In Greek Mythology, Persephone is the daughter of Zeus (the head of all gods) and Demeter (the harvest/earth goddess). Persephone was a beautiful child and many gods asked for her hand in marriage. All were unsuccessful. Hades (god of the underworld) on a trip above ground, saw Persephone and subsequently kidnapped her. Demeter was distraught, understandably and she stopped tending the earth. Well, people and animals began to starve; a great famine descended on the earth.
Zeus, stressed out by all the prayers coming from earth and by Demeter’s grief, negotiated for the release of Persephone. Hades refused and Zeus cursed the “marriage” between Hades and Persephone. It’s myth, so no ordinary curse would do; the curse works as long as Persephone does not eat any food from the underworld. Hades, subsequently releases Persephone but after he has tricked her into eating a pomegranate. It had to be a fruit! Demeter is overjoyed when she is reunited with her daughter. But because of the pomegranate, Persephone has to spend half of the year with Hades. The beginning of Spring marks the return of Persephone, Demeter is happy and the harvest begins. Persephone leaves at the end of Spring and the slow chilling, winter, begins.
Such a long intro to this week’s poem, Persephone, Falling. I’ve featured the work of Rita Dove before. I love her stuff. See how she connects the kidnapping of Persephone to modern parental advice. Enjoy!

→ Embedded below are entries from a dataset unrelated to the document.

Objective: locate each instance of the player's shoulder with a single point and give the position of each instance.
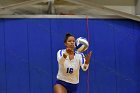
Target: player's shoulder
(79, 53)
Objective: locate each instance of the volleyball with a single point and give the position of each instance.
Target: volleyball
(81, 44)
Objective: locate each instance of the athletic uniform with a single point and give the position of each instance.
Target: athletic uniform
(68, 72)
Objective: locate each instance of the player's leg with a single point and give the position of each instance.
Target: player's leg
(58, 88)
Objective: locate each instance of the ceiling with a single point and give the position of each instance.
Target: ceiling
(123, 8)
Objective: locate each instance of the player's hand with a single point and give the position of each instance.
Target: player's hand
(88, 56)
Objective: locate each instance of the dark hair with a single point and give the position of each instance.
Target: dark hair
(67, 36)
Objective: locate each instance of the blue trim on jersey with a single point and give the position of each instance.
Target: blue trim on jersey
(82, 58)
(61, 53)
(71, 88)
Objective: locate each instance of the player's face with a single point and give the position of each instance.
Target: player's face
(70, 43)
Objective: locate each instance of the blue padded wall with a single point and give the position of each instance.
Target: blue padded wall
(28, 50)
(16, 47)
(2, 59)
(40, 56)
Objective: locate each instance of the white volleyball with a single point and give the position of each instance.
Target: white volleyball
(81, 44)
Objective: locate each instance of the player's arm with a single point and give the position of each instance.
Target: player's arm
(61, 56)
(84, 62)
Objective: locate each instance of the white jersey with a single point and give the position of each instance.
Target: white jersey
(69, 71)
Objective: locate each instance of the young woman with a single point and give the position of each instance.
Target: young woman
(70, 62)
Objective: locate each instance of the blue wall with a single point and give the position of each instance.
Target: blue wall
(28, 50)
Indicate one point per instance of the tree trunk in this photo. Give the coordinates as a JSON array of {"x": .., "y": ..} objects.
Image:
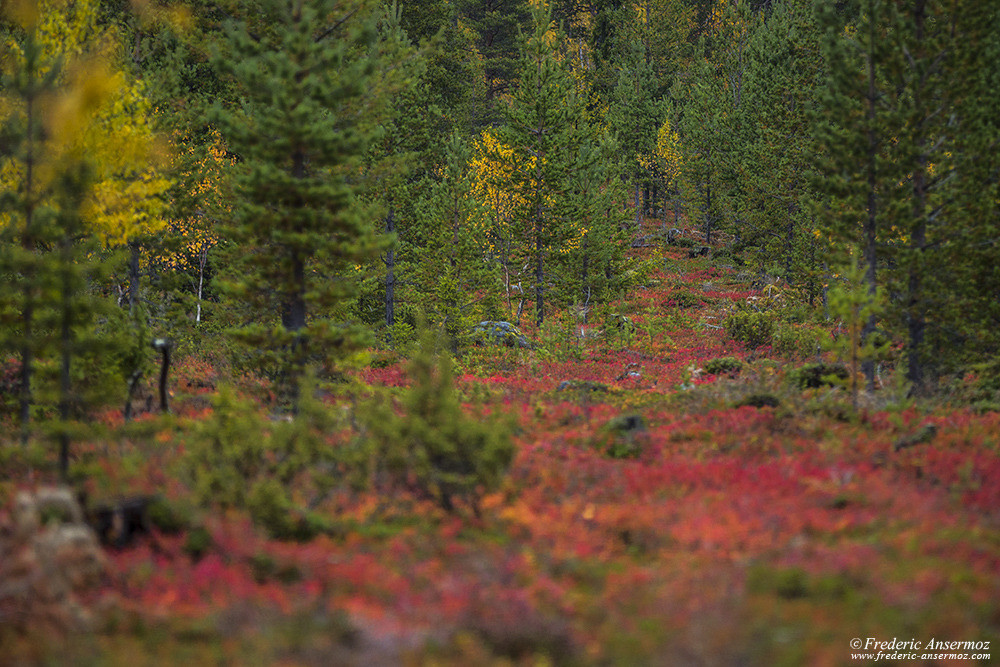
[
  {"x": 65, "y": 353},
  {"x": 872, "y": 205},
  {"x": 390, "y": 273},
  {"x": 133, "y": 275},
  {"x": 638, "y": 204},
  {"x": 539, "y": 277},
  {"x": 916, "y": 321}
]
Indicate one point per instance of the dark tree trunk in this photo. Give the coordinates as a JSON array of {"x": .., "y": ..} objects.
[
  {"x": 133, "y": 276},
  {"x": 66, "y": 350},
  {"x": 539, "y": 277},
  {"x": 390, "y": 273},
  {"x": 870, "y": 223},
  {"x": 916, "y": 321},
  {"x": 638, "y": 204}
]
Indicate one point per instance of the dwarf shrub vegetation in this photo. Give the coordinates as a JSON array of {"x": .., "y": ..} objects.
[{"x": 240, "y": 459}]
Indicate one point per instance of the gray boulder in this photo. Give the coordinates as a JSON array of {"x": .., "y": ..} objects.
[{"x": 499, "y": 333}]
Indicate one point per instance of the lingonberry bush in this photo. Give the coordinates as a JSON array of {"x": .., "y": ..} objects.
[{"x": 676, "y": 461}]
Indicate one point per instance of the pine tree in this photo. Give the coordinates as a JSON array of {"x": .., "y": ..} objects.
[
  {"x": 451, "y": 272},
  {"x": 49, "y": 255},
  {"x": 545, "y": 128},
  {"x": 858, "y": 180},
  {"x": 305, "y": 122},
  {"x": 635, "y": 115},
  {"x": 783, "y": 69}
]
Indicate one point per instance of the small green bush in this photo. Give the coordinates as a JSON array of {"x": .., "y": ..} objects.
[
  {"x": 198, "y": 543},
  {"x": 431, "y": 445},
  {"x": 759, "y": 401},
  {"x": 794, "y": 341},
  {"x": 685, "y": 299},
  {"x": 723, "y": 366},
  {"x": 238, "y": 458},
  {"x": 751, "y": 328}
]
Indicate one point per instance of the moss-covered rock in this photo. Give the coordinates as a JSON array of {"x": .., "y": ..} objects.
[{"x": 499, "y": 333}]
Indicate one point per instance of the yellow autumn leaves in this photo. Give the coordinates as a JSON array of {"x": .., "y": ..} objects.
[{"x": 94, "y": 113}]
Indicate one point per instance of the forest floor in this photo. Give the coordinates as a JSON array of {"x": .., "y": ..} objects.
[{"x": 652, "y": 516}]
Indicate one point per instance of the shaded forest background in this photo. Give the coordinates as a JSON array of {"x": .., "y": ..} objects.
[
  {"x": 497, "y": 332},
  {"x": 270, "y": 184}
]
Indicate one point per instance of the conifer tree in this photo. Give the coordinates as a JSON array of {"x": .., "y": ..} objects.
[
  {"x": 858, "y": 178},
  {"x": 304, "y": 123},
  {"x": 783, "y": 70},
  {"x": 451, "y": 271},
  {"x": 635, "y": 115},
  {"x": 49, "y": 257},
  {"x": 545, "y": 129}
]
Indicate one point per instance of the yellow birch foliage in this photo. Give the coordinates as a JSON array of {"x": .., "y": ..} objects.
[{"x": 98, "y": 113}]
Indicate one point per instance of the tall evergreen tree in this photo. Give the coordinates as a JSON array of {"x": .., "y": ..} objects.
[
  {"x": 49, "y": 255},
  {"x": 783, "y": 70},
  {"x": 451, "y": 272},
  {"x": 858, "y": 180},
  {"x": 306, "y": 119},
  {"x": 545, "y": 128}
]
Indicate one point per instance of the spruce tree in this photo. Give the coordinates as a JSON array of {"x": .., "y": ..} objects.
[
  {"x": 304, "y": 122},
  {"x": 49, "y": 254},
  {"x": 857, "y": 178},
  {"x": 783, "y": 70},
  {"x": 450, "y": 271},
  {"x": 545, "y": 128}
]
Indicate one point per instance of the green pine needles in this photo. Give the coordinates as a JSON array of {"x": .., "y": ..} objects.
[
  {"x": 429, "y": 444},
  {"x": 298, "y": 227}
]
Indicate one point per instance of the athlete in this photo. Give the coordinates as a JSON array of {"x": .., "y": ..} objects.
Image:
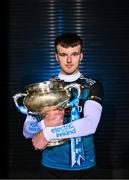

One narcissus among the ordinary beautiful
flowers, one unlike all the others! She pulled,
stooped to pull harder—
when, sprung out of the earth
on his glittering terrible
carriage, he claimed his due.
It is finished. No one heard her.
No one! She had strayed from the herd.
(Remember: go straight to school.
This is important, stop fooling around!
Don’t answer to strangers. Stick
with your playmates. Keep your eyes down.)
This is how easily the pit
opens. This is how one foot sinks into the ground.